Para realizar a terceira tarefa, Psique deveria ir até a Granja Solar e conseguir a maior quantidade possível de buchada de carneiro light que pudesse. As ovelhas, contrariando a contumaz subserviência, estupidez e alienação, a princípio se recusaram a deixar seus companheiros morrer pela causa, mas, doutrinadas por Napoleão e Bola de Neve, aliados dos humanos, e de alguns políticos inescrupulosos brasileiros que promovem a vergonhosa farra das aposentadorias vitalícias, ofereceram os couros às varas com relativa facilidade.

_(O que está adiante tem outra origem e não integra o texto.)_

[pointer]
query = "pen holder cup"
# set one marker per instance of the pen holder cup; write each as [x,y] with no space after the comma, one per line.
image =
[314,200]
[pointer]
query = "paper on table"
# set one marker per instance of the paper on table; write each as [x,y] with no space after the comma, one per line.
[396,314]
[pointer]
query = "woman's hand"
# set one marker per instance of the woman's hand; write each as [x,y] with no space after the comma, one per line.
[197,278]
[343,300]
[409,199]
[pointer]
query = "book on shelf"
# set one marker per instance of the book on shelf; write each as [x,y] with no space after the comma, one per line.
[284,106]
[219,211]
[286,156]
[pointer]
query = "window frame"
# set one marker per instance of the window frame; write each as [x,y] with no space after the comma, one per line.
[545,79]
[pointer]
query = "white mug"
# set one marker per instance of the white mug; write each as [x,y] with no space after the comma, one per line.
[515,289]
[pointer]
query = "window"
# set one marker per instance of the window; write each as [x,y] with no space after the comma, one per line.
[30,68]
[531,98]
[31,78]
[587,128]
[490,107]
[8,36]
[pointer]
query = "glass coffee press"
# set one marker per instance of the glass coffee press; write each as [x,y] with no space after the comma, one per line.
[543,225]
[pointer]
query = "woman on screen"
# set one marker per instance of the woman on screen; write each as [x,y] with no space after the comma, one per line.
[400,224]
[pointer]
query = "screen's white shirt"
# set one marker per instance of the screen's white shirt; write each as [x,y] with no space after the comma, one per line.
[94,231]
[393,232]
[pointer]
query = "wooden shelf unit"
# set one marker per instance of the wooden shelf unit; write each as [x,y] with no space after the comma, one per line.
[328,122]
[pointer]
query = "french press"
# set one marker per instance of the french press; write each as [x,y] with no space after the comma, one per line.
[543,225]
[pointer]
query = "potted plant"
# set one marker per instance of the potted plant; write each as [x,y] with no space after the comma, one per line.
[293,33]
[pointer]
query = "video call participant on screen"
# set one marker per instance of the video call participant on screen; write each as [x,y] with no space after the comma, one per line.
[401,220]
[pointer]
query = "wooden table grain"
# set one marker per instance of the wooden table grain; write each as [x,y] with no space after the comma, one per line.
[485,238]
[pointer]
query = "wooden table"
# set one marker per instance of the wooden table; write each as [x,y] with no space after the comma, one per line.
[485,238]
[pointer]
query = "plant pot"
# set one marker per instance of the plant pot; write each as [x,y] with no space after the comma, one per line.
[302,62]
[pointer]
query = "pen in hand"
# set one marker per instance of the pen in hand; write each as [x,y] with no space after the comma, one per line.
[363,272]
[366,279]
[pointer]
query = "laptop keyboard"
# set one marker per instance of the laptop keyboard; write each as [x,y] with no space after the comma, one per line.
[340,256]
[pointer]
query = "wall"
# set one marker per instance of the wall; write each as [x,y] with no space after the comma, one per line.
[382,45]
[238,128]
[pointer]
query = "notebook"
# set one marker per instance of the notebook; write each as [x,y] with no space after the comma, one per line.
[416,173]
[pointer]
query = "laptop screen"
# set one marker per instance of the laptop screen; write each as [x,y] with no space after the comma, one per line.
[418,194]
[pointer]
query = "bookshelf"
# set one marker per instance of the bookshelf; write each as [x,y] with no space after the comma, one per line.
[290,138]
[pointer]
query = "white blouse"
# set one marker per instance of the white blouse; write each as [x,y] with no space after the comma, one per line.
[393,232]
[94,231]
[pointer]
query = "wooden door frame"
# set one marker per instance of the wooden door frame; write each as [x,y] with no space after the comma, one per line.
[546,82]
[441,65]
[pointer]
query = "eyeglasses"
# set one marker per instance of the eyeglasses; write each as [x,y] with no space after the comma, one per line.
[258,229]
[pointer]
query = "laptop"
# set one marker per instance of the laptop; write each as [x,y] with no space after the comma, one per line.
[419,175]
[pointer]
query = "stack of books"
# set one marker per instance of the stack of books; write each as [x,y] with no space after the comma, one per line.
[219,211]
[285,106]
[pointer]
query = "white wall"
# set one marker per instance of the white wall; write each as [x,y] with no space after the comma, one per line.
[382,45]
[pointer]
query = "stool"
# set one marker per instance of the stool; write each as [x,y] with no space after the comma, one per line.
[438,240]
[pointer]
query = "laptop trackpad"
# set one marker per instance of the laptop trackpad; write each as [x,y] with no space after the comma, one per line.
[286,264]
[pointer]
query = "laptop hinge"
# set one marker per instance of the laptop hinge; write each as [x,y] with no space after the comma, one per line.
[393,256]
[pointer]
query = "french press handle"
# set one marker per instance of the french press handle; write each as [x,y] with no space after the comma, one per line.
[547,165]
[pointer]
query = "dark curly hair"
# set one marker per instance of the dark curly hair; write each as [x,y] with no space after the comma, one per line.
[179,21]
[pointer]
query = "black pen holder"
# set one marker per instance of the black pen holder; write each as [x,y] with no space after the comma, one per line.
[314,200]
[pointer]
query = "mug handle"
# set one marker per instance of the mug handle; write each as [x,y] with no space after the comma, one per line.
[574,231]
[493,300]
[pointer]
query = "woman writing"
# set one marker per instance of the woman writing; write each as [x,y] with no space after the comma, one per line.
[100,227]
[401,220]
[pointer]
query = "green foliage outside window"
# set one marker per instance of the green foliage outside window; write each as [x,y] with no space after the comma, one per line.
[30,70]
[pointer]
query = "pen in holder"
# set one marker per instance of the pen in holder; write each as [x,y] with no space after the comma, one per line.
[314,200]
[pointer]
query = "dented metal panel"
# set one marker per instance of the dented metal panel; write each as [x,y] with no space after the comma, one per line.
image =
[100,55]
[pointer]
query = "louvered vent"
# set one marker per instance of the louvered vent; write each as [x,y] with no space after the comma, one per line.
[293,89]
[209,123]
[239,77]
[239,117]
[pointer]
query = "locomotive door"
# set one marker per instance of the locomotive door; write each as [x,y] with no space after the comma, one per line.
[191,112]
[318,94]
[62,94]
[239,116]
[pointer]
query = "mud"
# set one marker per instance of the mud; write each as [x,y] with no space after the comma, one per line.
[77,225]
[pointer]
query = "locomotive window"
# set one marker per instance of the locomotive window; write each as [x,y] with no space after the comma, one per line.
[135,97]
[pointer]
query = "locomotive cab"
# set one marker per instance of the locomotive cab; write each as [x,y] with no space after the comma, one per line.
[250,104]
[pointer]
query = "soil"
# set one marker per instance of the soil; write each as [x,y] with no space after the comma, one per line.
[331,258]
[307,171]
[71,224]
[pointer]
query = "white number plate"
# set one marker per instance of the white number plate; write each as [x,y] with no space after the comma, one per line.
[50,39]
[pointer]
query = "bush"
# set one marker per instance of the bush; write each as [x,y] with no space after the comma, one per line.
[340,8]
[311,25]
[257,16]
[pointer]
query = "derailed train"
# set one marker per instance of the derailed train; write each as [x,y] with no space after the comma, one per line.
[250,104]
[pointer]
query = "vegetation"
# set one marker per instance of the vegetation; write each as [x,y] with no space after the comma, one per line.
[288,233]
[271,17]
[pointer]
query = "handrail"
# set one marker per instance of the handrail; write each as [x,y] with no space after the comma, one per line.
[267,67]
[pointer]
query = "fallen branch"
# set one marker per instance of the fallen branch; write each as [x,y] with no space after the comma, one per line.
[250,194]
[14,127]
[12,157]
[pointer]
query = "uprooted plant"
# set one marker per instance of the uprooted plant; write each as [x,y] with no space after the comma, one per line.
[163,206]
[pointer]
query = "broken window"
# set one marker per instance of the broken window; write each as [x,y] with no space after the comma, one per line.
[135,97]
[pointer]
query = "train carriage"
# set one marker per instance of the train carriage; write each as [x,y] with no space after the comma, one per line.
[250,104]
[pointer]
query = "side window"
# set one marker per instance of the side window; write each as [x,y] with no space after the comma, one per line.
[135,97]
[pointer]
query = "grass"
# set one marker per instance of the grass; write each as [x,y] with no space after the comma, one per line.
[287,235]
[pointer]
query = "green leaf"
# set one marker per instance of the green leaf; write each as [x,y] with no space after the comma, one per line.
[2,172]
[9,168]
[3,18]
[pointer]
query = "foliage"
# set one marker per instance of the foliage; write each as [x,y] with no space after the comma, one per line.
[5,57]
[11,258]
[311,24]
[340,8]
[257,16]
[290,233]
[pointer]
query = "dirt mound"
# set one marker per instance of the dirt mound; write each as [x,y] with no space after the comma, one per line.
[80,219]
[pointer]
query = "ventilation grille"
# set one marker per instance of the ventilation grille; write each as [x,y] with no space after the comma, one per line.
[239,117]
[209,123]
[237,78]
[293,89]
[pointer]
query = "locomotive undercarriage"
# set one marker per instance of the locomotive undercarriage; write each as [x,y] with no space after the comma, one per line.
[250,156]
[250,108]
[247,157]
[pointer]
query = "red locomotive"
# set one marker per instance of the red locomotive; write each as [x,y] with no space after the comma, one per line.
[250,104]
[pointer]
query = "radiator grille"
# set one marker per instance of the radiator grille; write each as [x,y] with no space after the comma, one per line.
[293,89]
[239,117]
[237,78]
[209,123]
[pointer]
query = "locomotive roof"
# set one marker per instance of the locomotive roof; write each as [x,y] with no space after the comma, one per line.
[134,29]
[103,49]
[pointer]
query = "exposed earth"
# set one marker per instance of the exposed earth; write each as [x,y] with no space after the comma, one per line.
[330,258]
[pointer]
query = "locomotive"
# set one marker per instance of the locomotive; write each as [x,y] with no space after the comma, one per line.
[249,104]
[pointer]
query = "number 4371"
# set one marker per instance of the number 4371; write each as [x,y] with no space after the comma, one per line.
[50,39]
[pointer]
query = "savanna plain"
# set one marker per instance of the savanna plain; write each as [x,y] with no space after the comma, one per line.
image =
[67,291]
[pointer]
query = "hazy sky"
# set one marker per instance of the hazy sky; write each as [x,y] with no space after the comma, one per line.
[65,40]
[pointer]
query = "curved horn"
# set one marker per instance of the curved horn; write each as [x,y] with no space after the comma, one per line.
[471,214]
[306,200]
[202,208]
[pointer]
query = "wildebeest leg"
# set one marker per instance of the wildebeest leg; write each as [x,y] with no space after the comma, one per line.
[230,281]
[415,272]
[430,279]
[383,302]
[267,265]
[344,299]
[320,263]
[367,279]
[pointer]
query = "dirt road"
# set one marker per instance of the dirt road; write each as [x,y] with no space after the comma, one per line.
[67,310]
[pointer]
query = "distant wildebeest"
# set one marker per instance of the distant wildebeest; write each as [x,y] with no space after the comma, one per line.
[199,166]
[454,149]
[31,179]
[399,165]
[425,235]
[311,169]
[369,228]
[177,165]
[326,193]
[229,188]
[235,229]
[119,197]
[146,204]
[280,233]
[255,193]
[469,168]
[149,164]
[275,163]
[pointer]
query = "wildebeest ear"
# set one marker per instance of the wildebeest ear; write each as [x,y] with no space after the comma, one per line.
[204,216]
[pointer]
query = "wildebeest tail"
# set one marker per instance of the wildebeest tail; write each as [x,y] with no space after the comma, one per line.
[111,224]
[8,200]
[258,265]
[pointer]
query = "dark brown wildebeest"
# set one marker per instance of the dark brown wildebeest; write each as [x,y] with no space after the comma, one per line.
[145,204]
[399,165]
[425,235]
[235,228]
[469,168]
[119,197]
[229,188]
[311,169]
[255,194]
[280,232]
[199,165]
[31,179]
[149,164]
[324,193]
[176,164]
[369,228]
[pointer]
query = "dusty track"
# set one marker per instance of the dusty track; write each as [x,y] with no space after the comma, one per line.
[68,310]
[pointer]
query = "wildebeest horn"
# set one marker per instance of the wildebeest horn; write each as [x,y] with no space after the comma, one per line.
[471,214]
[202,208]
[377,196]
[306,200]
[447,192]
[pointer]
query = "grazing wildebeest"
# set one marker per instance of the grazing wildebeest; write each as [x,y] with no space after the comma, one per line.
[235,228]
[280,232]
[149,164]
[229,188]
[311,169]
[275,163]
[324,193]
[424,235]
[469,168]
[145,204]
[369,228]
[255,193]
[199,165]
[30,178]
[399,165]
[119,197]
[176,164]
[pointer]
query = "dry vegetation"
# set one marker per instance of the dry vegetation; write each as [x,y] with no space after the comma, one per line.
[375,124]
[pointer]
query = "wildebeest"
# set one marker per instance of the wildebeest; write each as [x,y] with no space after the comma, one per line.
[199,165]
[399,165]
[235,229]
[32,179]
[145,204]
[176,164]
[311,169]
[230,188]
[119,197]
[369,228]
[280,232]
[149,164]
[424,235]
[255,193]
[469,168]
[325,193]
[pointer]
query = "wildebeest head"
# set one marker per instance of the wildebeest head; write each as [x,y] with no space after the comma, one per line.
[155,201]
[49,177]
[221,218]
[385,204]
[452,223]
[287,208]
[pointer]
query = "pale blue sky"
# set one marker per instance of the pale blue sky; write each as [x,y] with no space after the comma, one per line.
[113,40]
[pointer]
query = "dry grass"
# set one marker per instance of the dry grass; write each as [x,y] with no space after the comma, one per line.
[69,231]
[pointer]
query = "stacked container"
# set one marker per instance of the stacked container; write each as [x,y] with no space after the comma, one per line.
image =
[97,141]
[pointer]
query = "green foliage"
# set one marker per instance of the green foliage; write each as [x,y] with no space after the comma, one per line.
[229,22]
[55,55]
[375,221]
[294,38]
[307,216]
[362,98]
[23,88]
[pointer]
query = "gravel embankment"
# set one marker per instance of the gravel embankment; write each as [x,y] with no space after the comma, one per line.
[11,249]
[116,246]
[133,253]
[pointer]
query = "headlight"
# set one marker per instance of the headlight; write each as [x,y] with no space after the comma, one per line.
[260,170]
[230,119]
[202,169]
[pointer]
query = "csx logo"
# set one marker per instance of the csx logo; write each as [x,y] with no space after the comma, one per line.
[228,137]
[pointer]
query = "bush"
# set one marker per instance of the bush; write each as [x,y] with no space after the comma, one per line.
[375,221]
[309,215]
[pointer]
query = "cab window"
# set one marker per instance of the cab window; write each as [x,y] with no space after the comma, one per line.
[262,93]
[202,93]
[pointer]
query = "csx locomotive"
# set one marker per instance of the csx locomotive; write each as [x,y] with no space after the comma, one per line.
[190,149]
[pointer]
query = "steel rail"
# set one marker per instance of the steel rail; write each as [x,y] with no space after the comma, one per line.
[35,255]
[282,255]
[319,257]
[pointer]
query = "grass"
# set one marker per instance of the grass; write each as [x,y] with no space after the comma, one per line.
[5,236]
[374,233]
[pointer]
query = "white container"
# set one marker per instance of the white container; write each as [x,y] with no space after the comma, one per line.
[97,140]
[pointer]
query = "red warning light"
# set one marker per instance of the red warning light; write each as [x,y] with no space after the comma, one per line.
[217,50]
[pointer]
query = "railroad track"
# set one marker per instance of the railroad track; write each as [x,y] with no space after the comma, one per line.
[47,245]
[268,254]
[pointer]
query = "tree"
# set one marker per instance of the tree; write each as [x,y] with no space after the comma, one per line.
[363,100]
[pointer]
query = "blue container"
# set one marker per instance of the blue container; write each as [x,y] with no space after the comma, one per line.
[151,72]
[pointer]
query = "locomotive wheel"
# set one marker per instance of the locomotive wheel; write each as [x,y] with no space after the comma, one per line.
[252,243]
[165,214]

Na quarta tarefa, Psique teria que convencer Prometeu a devolver o fogo roubado dos deuses e resolver as pendências antigas da famigerada caixa de Pandora. Deveria então dirigir-se até Perséfone e trazer a tal Caixa que continha, dentre outras coisas, que iríamos saber posteriormente, um programa Photoshop pirata para retocar as fotos de Afrodite, que não podiam em hipótese alguma ser postadas no Orkut na forma original. Ela só teria que se desviar de um cachorro feroz de nome Scooby Doo e do seu amigo babaca chamado Salsicha. Ocorre que mais uma vez a pobre mortal se deixa levar pela curiosidade e abre a caixa. Ao invés da beleza, só o CD pirata, como já havíamos mencionado, uma fita do Senhor do Bonfim, um relógio ornado com strass comprado na 25 de Março, um disco duplo da Xuxa (Xuxa só para baixinhos/Xuxocão) e um vidro de Dramim B-6 que ela sorveu de um único trago, pensando tratar-se de absinto, e caiu num sono profundo, coitada, antes mesmo de o ônibus da Jardinense com destino a Caicó quebrar na ida (e na volta) próximo à entrada de Currais Novos.
Felizmente, Eros, que havia escapado da clínica, vem em seu socorro e mete rapidinho todo o sono dentro da caixa – bem lá no fundo -, deixando de fora só a esperança de Mário Quintana, uma meninazinha meiga que se atirara do décimo segundo andar de um prédio verde e ficara completamente louca.
Por fim, Zeus Júpiter (allegro ma non troppo), que no decorrer da Guerra de Troia tomou partido pelos gregos ou troianos, de acordo com os seus interesses pessoais, inclusive atendendo aos rogos carinhosos de Tétis para apadrinhar o mimado Aquiles, ou às constantes pressões incestuosas da esposa-irmã Hera, após consumir algumas caixas de viagra, consegue apaziguar Afrodite e esta permite a ratificação do casamento dos pombinhos – no civil e no religioso -, sendo conduzidos por Hermes, o fuxiqueiro-mor do Olimpo, até à Assembleia dos Deuses.


Olimpo, afresco, c.1850.
Luigi Sabatelli

Ali, após grandiosa farra regada a ambrosia, no devido tempo, quando o governo brasileiro ainda não tinha a menor ideia de como realizar as tão profundas e urgentes reformas fiscais, políticas e previdenciárias e as empresas de publicidade no país estavam longe de descobrir uma fórmula de produzir comerciais de dentifrícios menos idiotas, nasce um menino chamado Voluptas (Prazer!) e, até hoje, pasmem, ainda rola uma confusão com esse negócio de exame de DNA pra saber quem é o pai.


Fim

Nota

*Sempre – Unidade de medida de tempo usado antigamente na Grécia antiga, que equivale a “vou ali e volto já”.